The 47-year-old newsagent’s mother lived with him above the shop, and on hearing the shot she hurried down to find him lying in a pool of blood. He died within minutes, and the police appealed for customers who had been in the shop just before the shooting to come forward.

They soon did so, and the search for the killer focused on Oswald Augustus Grey, a 20-year-old unemployed Jamaican baker. His home was watched, and officers swooped when he was seen outside reaching into a dustbin. Caught in the act of retrieving bullets from the bin, he was arrested and taken in for questioning.

He admitted that the gun which shot Mr. Bates had been in his possession, but claimed he’d had it only briefly – at 3.30 on the afternoon of the shooting, and at 10 p.m. the same day. After he had given five different accounts as to who had the weapon at the time of the shooting, he was arrested and charged with murder.

While he awaited trial, the police made an intensive search for the gun but failed to find it.
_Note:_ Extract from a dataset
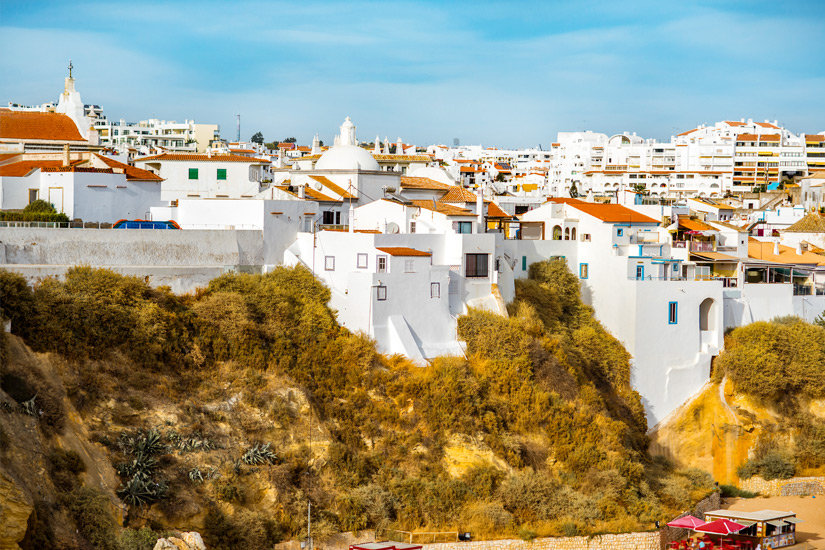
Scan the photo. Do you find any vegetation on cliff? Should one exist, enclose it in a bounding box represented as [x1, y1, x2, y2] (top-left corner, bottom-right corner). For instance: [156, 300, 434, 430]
[715, 317, 825, 479]
[0, 261, 713, 548]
The bullets found in Grey’s possession were similar to the one that killed the newsagent.

Pleading “Not guilty” when he appeared at Birmingham Assizes, Grey claimed that another man had the gun when Mr. Bates was shot. But the man he named testified that he had never had the weapon, and the court heard that Grey had later sold it for £16 to a man he met at a party.

It took the jury only 15 minutes to decide that he was guilty. Sentenced to death, he spent his last days limbo-dancing in his condemned cell. Then an November 20th, 1962, he became the last man to be hanged at Winson Green Prison.